|2009 Abstracts, presentation slides, and handouts|
Reginald Weaver, DIP (hon), DHL (hon), DPS (hon)
When Education and Health Intersect
Research confirms that the better a person is educated, the more likely that person is to report being in excellent or very good health. Yet, not everyone has equal access to quality education and healthcare. Disparities exist in access to, and utilization of, our nation's education and healthcare systems. This presentation will examine the relationship between, sub-standard healthcare, and reduced academic attainment among children of lower socio-economic status. It will discuss how these circumstances result in children having poorer health, higher school dropout rates, increased risk of arrests and incarceration, higher mortality, and diminished opportunity to participate fully in our democracy than do their wealthier counterparts.
Dina C. Castro, MPH, PhD
Education Inequities and Health Disparities: Child Development and the School Readiness Gap
The interaction between health status and child development has been well documented in the research literature. Conditions such as low birth weight, malnutrition, and illnesses in the early years of life have been found to be associated with physical and cognitive development delays, and later low academic achievement. Similarly, "academic achievement and education seem to be critical determinants of health across the life span and disparities in one contribute to disparities in the other" (Fiscella & Kitman, 2009). This presentation will discuss how racial disparities in the health of young children in the United States contribute to racial gaps in their school readiness.

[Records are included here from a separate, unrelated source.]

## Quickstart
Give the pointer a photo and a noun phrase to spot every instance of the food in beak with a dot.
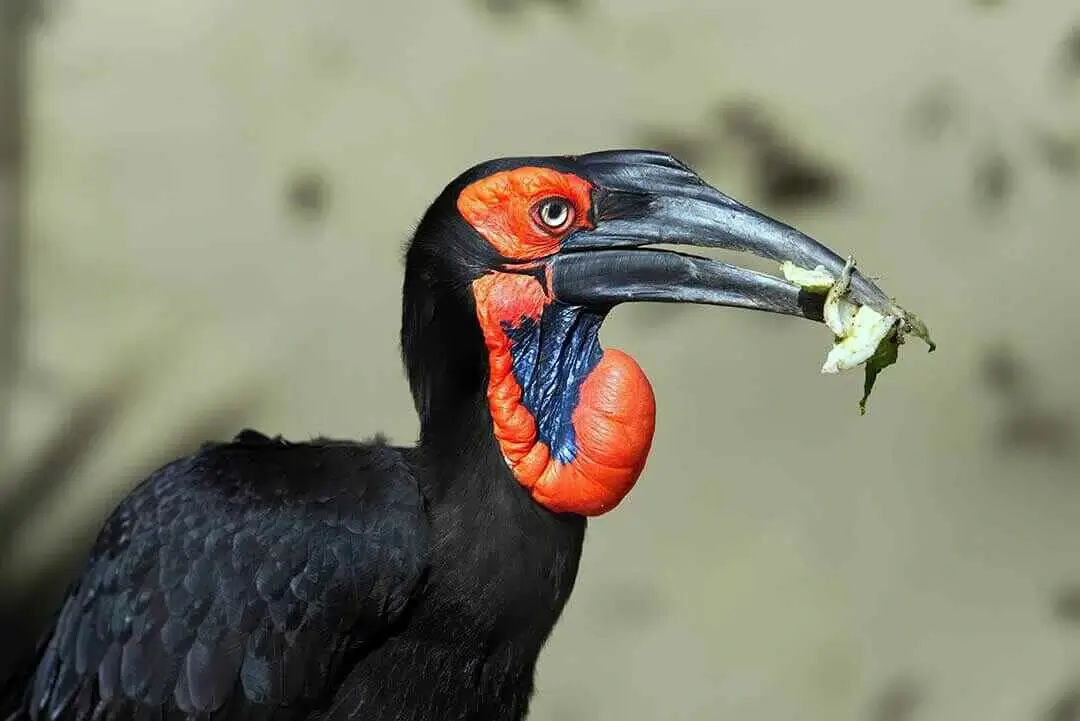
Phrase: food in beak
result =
(862, 336)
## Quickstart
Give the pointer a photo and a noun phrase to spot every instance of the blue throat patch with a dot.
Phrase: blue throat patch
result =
(551, 358)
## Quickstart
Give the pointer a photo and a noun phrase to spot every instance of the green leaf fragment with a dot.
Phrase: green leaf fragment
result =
(887, 353)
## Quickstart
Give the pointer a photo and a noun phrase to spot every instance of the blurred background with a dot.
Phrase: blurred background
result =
(203, 206)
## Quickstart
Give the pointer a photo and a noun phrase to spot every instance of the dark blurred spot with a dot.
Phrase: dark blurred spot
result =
(1066, 708)
(896, 702)
(932, 111)
(784, 176)
(1070, 53)
(510, 8)
(993, 178)
(1033, 431)
(694, 149)
(308, 194)
(1067, 604)
(1061, 153)
(1025, 425)
(631, 604)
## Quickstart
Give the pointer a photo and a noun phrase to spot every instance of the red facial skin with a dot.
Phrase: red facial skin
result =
(615, 418)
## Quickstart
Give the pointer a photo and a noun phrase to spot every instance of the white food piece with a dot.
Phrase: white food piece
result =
(859, 329)
(866, 331)
(863, 337)
(819, 279)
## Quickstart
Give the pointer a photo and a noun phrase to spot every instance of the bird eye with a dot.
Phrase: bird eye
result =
(555, 213)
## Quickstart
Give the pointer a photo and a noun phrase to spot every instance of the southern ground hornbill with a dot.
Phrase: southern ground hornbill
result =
(264, 579)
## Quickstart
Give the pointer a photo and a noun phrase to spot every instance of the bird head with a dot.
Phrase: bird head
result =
(516, 264)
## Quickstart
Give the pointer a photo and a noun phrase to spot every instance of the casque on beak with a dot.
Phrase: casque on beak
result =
(645, 198)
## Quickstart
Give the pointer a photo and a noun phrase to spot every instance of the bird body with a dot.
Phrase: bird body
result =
(261, 579)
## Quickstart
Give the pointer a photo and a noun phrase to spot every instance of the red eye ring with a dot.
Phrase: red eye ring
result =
(554, 214)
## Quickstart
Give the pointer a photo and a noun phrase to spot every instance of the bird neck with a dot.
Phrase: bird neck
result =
(574, 421)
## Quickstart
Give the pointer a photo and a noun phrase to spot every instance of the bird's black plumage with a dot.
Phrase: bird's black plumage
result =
(261, 579)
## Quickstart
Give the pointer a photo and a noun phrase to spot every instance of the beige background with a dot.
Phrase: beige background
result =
(782, 558)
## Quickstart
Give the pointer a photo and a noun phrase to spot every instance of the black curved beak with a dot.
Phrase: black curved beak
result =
(644, 198)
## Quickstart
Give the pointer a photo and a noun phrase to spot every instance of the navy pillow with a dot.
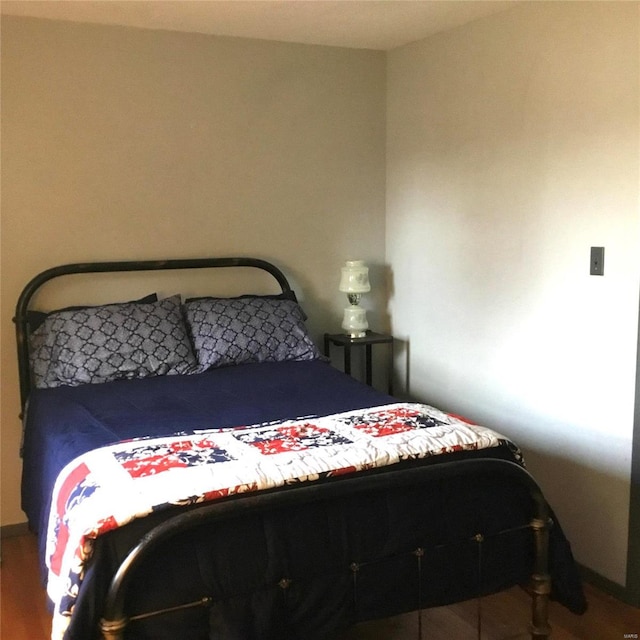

Nicholas Freudenberg, DrPH
Reframing High School Dropout as a Public Health Issue [handout]
Education is one of the most powerful predictors of health, and disparities in educational achievement closely track disparities in health. However, public heath officials have rarely made reducing school dropout a public health priority nor have they examined the specific roles that health professionals can play in reducing high school dropout. This presentation makes the case for considering high school dropout a public health priority and outlines some of the specific ways that public health departments, health professionals and health advocates can contribute to reducing the United States' abysmally high school dropout rates.
Lillian A. Sparks, JD
Native Children's Agenda: Policies to Improve the Health and Education of Native Students
In the present paper, I will explore my reflections on what impact I think Health Care Reform will have on RUG populations and the role that universities, in particular schools of public health and similar professions such as social work, and community health nursing, psychology, and anthropology, might play in addressing some of the needs of these communities. Support for the paper's primary argument will come from CuSAG's most recently established University to Community Health Outreach Network (UC-HON), in particular the UC-HON's community based participatory research (CBPR) approach that integrates research, training, and technical assistance.